I'm Doug Johnson.
This week we play love songs for Valentine’s Day…
And answer a question from China about bullet train development in the United States…
But first an exploration of African American history at the Kinsey Collection exhibit in Washington.
DOUG JOHNSON: February is Black History Month in the United States. The central message this year is African Americans and the Civil War. Two hundred thousand blacks joined the Union Army of the North to fight the Southern separatist Confederate Army. Their wives, mothers and sisters supported them in many ways. Yet their stories are not widely known.

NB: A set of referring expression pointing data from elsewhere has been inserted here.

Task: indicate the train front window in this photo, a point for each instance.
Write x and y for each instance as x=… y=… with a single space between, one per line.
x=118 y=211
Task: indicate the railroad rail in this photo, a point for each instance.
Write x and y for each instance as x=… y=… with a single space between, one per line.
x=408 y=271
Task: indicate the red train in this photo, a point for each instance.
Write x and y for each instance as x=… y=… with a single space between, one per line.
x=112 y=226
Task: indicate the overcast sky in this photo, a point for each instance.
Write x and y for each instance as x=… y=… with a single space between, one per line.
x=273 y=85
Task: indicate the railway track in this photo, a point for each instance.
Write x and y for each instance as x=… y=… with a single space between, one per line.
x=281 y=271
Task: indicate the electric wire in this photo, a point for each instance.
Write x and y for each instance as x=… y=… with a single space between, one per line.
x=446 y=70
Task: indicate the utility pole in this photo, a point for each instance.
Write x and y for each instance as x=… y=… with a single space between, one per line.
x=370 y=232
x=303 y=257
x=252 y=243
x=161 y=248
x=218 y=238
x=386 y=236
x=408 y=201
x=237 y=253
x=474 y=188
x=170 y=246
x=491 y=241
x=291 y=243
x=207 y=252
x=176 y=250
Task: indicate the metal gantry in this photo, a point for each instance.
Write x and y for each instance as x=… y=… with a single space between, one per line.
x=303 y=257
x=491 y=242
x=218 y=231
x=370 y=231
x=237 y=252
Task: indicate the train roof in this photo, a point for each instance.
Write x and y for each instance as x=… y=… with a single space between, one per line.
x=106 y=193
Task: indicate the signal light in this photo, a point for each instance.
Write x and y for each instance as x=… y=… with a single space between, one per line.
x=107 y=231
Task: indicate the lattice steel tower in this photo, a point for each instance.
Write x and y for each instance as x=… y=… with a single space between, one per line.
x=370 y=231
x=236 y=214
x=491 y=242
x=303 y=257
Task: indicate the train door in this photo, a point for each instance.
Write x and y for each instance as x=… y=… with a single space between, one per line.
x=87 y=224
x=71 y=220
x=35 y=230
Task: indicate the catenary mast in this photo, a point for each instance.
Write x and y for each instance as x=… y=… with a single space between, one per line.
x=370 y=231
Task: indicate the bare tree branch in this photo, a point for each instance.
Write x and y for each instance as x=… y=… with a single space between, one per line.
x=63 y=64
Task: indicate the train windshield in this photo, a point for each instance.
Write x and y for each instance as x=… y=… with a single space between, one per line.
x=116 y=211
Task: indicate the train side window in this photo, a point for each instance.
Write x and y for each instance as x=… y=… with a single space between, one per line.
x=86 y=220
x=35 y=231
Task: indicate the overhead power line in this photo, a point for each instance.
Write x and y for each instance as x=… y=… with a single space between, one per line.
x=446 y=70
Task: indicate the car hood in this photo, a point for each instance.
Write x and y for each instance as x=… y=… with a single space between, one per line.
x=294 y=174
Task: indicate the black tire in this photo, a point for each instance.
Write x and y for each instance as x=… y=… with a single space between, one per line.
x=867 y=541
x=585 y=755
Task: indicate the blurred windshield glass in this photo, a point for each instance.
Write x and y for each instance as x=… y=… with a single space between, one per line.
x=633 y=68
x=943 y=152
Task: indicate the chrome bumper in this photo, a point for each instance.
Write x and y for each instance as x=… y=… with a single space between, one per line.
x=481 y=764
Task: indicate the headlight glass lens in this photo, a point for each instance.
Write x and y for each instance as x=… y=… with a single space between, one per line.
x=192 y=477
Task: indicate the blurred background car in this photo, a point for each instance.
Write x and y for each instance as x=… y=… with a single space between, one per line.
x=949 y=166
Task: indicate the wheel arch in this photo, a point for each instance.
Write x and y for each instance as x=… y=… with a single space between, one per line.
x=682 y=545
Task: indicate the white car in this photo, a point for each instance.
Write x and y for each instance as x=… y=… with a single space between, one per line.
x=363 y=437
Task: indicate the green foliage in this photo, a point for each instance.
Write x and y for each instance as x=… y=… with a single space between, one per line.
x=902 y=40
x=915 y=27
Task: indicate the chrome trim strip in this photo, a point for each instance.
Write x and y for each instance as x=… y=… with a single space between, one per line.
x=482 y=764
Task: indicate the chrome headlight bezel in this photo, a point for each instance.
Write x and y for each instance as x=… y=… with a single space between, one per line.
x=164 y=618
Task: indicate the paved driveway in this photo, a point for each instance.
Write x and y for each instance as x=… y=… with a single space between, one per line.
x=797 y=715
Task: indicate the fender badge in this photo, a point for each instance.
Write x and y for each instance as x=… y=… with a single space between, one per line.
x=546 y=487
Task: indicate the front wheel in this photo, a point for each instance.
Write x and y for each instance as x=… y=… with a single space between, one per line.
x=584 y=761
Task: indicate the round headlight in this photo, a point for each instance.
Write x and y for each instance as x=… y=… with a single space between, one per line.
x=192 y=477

An exhibit in Washington, D.C., holds important clues to this history and more about blacks in America. Faith Lapidus has our report.
The Kinsey Collection
FAITH LAPIDUS: The National Museum of African American History and Culture is presenting the exhibit. It is called “The Kinsey Collection: Shared Treasures of Bernard and Shirley Kinsey – Where Art and History Intersect.”
It is being shown at the NMAAHC gallery at the National Museum of American History on the National Mall. The National Museum of African American History and Culture is to begin building its own center next year.
Bernard and Shirley Kinsey began collecting African American art and historical objects in the nineteen seventies. Bernard Kinsey says it started with an old document sent to him by a friend.
BERNARD KINSEY: “It was a bill of sale from William Johnson, eighteen thirty-two, for five hundred dollars. And when I opened that Fed-Ex up and held this document in my hand it was like I was holding this brother in my hand. And I said I want to know everything about him, and how he lived and this period. And that just started this deep and wide quest.”
The bill of sale is in a part of the show called “Stories of Slavery and Freedom.” The bill of sale, like many objects in this area, is extremely unsettling. The physical fact deepens the knowledge that people were once considered property.